2026年7月の地震により、大きな被害を受けた九州新幹線。10年前の熊本地震ではわずか13日で全線復旧したにもかかわらず、今回は「1か月以上」を要する見込みです。復旧を阻む“決定的な違い”、実は2つありました。

「13日で全線再開」だった10年前と、なにが違うのか?

 2026年7月28日に発生した「令和8年熊本地震」は、熊本県で最大震度7を観測し、九州新幹線にも大きな被害をもたらしました。

 地震の直後、九州新幹線は博多~鹿児島中央間の全線で運転を見合わせました。その後、博多~熊本間は7月31日に、新水俣~鹿児島中央間は8月7日に運転を再開しましたが、あいだの熊本~新水俣間は動けないままです。

 JR九州は、この熊本~新水俣間について8月中の運転再開は困難との見通しを示しています。並行する在来線の鹿児島本線も宇土~八代間が不通のままで、同社は同じく8月中の再開は困難としています。

 同社によると、鹿児島本線では、架線の断線やレールの歪み、電柱の損傷などが確認されました。また、駅構内や新幹線の車内では、合わせて12人がけがをしています。

 実は10年前は、被害の性質が違いました。2016(平成28)年4月14日の地震では回送中の新幹線が脱線しましたが、国土交通省は構造物について致命的な損傷はなかったとしています。九州新幹線は13日後の27日に全線で運転を再開しました。

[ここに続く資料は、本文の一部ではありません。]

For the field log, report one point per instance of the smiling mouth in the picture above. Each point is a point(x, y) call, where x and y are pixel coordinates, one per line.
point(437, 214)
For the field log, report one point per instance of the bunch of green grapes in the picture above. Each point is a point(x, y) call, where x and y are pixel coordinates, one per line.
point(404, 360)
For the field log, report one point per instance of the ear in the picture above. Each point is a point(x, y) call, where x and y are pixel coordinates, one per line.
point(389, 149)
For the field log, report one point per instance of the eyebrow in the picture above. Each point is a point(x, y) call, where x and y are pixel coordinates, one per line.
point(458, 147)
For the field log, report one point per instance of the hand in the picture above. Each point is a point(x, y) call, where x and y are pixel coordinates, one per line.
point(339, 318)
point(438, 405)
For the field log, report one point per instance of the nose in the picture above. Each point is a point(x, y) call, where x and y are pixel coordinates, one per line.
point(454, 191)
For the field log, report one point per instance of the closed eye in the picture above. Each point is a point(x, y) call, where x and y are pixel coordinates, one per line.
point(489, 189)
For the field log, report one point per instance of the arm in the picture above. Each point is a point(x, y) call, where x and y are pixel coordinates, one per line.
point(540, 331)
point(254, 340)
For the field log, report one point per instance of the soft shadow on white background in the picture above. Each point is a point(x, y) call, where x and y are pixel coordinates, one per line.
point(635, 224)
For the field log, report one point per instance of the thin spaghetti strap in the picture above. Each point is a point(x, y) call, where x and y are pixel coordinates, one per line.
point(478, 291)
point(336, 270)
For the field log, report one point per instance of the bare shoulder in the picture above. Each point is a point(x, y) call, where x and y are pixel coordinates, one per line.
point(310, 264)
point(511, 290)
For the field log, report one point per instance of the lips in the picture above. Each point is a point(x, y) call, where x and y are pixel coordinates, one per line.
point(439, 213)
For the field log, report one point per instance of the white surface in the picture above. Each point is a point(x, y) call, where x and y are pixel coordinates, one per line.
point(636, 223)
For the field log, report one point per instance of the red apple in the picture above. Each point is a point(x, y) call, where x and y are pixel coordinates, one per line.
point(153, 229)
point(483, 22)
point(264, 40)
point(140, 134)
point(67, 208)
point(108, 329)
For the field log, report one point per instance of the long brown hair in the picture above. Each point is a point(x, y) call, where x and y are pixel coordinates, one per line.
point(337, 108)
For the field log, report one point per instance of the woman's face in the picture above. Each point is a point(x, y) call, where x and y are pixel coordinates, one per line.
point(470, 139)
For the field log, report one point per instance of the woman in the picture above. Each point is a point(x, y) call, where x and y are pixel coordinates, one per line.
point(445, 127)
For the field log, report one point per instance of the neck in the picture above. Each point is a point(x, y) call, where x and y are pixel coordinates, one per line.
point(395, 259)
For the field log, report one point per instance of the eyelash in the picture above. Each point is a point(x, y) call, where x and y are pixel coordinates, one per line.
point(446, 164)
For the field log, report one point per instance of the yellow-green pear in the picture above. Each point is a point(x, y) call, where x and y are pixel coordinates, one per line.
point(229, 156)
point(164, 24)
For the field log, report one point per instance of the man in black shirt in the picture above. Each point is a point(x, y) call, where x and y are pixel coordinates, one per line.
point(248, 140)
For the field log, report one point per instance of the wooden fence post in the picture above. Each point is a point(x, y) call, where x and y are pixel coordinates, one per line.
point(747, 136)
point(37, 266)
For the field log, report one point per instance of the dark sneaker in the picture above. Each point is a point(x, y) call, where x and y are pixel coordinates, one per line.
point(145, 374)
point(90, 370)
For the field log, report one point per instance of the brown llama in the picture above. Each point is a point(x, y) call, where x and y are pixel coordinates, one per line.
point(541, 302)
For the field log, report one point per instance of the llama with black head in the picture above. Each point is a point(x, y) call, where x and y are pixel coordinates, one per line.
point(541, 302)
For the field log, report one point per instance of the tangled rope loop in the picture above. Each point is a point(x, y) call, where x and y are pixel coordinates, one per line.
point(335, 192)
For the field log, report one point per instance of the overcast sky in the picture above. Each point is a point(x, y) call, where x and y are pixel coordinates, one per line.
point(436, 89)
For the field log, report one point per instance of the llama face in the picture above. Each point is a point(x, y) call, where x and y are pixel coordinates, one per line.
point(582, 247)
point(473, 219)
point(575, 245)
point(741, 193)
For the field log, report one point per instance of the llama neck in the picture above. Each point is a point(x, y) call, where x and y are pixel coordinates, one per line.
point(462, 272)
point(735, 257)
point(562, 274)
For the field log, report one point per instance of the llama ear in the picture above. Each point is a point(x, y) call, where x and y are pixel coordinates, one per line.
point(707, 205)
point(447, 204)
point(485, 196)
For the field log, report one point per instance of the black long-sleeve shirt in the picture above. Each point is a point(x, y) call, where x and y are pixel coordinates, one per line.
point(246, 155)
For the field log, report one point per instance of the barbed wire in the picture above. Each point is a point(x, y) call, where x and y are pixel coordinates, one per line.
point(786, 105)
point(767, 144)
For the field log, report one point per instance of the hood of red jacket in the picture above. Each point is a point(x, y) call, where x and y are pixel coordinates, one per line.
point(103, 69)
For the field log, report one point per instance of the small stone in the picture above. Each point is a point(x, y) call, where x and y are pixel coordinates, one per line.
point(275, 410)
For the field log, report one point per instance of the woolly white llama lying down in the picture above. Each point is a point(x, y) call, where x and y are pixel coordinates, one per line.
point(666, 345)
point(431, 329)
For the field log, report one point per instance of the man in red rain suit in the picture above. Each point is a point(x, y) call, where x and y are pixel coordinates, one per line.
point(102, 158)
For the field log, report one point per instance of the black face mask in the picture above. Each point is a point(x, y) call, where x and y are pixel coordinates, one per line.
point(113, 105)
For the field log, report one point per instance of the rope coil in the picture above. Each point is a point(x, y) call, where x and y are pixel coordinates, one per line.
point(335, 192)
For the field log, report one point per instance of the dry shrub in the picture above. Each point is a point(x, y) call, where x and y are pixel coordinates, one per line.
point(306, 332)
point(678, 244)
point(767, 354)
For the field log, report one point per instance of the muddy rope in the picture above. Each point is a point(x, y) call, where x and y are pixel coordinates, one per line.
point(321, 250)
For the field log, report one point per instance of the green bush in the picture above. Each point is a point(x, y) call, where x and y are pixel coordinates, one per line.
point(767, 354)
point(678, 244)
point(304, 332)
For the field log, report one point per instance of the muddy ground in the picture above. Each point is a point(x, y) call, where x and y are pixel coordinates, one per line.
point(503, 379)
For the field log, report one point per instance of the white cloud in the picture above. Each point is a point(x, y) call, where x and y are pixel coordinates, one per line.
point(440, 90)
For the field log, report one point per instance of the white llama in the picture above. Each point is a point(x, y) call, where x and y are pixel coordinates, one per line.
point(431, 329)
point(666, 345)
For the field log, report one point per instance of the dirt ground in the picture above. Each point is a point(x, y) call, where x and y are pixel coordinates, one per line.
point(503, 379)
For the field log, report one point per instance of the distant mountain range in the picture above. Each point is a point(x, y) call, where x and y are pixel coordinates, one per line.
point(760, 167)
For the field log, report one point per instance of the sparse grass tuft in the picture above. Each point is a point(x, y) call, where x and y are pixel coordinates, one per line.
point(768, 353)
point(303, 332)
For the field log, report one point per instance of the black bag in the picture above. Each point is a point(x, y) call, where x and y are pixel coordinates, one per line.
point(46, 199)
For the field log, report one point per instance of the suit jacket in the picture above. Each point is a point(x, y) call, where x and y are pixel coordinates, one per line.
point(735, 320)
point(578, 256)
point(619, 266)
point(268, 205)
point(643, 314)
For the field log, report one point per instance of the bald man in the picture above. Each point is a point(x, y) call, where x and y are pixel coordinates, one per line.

 一方で今回は、線路を通す橋りょう(橋)やレールそのものに大きな変状(変形やゆがみ)が出ています。カギは「壊れた場所」にありました。

レール破断、橋桁ずれ…10年前と違う被害の中身

 JR九州によると、新八代駅ではレール破断が2箇所と橋桁のずれが1箇所見つかり、熊本~鹿児島中央間では防音壁の落下や損傷などが200箇所以上確認されました。同社の資料では、破断したレールのすき間が50cm以上開いた部分も示されています。

 とりわけ復旧を難しくしているのが、日奈久(ひなぐ)断層帯と線路が交わる付近です。同社は、この交差部で地盤の変状が起きたと推定し、それによって橋りょうやレールに大きな変状が生じたとしています。

 現在も詳細な調査や復旧作業が続いており、同社は復旧には大幅な時間を要する見込みとしています。

 もっとも、復旧を長引かせている要因は、壊れた場所だけではありませんでした。もう一つの要因が「余震」です。

 今回、余震が復旧作業に影響した例もありました。7月30日時点でJR九州は、筑後船小屋~熊本間の運転再開について、余震により時間を要しているとしています。気象庁によると、本震から約2時間半後にも熊本県熊本地方で最大震度5弱の地震が発生しました。

 損傷した部分が多いなかで揺れが続けば、点検や復旧の作業も慎重に進める必要があります。

 2016年の脱線後、同社は脱線防止ガードの追加整備を進めました。国土交通省の資料では、車両が脱線した周辺の約14kmに設置していく計画が示されています。この時の教訓は安全対策に生かされる一方で、今回は橋りょうやレールの大きな変状という別の課題が生じています。

 復旧までに要した日数が、10年前は「13日」で済んだのに対し、今回「1か月以上」もかかっている。この差は、地震の大きさだけでなく、線路や橋りょうがどう壊れたかの違いにあります。余震が続くなか、被害を一つずつ確かめて復旧方法を決める作業が続いているのだと言えるでしょう。